Les récents évènements survenus dans la foulée de la publication de ce rapport - retrait précipité d’Afghanistan et alliance « AUKUS » - constituent sans doute un épisode essentiel de la fragilité des relations de confiance au sein du monde occidental, ramenant à nos mémoires la réaffirmation de la suprématie des Etats-Unis lors de la crise de Suez de 1956, ou encore le malaise créé par le « non » de Jacques Chirac à la guerre d’Irak en 2003.

Le sous-titre du document de la CIA « un monde plus contesté » est un appel à l’humilité face à la difficulté de décrypter un univers devenu plus multilatéral.

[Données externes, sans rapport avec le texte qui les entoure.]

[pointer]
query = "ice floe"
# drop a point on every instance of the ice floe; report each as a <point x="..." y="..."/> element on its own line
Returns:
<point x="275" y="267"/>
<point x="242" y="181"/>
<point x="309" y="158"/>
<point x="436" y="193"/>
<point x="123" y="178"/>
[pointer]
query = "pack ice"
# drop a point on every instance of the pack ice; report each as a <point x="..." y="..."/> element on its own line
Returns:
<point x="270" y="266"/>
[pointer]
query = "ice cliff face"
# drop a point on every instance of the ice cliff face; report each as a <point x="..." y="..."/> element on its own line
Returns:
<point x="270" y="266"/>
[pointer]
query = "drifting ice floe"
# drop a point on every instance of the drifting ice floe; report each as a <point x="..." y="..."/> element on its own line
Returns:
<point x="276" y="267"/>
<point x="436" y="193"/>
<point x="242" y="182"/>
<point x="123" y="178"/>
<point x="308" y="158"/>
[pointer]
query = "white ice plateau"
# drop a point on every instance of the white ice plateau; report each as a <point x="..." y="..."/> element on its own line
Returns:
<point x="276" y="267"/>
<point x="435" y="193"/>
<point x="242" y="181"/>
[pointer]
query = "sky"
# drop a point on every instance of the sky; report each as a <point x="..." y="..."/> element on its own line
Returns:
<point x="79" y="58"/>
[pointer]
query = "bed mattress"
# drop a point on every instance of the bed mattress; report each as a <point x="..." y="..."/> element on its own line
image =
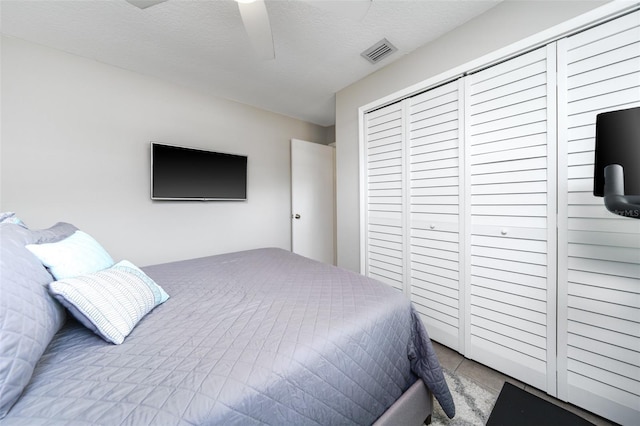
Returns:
<point x="255" y="337"/>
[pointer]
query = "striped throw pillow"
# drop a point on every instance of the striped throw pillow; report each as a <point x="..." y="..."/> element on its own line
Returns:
<point x="110" y="302"/>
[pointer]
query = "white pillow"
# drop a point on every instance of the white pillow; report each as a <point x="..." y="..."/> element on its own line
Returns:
<point x="110" y="302"/>
<point x="75" y="255"/>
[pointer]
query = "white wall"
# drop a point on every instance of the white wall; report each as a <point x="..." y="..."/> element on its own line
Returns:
<point x="501" y="26"/>
<point x="75" y="147"/>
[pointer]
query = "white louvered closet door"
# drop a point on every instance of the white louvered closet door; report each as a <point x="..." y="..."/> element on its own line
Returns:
<point x="599" y="252"/>
<point x="435" y="200"/>
<point x="384" y="195"/>
<point x="510" y="230"/>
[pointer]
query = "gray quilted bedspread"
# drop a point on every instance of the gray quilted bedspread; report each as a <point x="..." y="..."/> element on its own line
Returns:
<point x="256" y="337"/>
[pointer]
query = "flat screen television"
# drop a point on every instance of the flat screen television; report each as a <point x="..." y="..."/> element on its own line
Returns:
<point x="179" y="173"/>
<point x="618" y="142"/>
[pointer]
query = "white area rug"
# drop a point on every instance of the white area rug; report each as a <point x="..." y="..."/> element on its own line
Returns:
<point x="473" y="403"/>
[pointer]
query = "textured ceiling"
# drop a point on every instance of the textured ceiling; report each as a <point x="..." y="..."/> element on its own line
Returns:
<point x="202" y="44"/>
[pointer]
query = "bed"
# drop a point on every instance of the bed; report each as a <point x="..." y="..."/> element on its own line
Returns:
<point x="255" y="337"/>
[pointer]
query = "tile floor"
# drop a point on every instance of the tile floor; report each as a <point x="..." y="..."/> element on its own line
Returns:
<point x="492" y="380"/>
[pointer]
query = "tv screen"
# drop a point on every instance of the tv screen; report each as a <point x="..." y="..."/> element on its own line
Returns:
<point x="618" y="142"/>
<point x="179" y="173"/>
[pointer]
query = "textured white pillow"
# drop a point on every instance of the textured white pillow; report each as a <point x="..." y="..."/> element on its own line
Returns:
<point x="75" y="255"/>
<point x="110" y="302"/>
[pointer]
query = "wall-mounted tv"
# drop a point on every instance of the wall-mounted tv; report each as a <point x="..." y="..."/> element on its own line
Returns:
<point x="179" y="173"/>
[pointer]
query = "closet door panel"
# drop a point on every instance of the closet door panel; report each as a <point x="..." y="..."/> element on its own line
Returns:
<point x="384" y="247"/>
<point x="434" y="210"/>
<point x="510" y="161"/>
<point x="599" y="252"/>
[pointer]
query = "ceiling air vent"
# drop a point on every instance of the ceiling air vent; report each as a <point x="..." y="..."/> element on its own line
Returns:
<point x="379" y="51"/>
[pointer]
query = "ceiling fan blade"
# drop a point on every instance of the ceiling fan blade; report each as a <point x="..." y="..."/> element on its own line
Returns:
<point x="256" y="23"/>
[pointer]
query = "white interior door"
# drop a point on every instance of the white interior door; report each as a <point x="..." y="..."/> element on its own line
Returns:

Les manières « contestables » des Etats-Unis, pourtant soutenus par Lafayette au 18ème siècle pour conquérir leur indépendance face aux anglais, seront-elles quant au fond, porteuses d’un meilleur équilibre, après le pivot des Etats-Unis hors du Moyen Orient et vers l’Asie pour contrer l’hégémonie chinoise ? Ou est-ce une répétition du « piège de Thucydide » (2) ?

Les scénarii imaginés par la CIA offrent des pistes de réflexion à nos dirigeants, avec l’espoir que les pulsions autocratiques ou les influences nationalistes ne prennent le dessus en faveur des plus clivants.

  1. Editions des Equateurs 2021, https://dni.gov/
  2. Choix que fait une puissance dominante de rentrer en guerre pour contrer une puissance émergente, tel que décrit par l’historien Thucydide se référant à l’attaque d’Athènes par les Spartiates.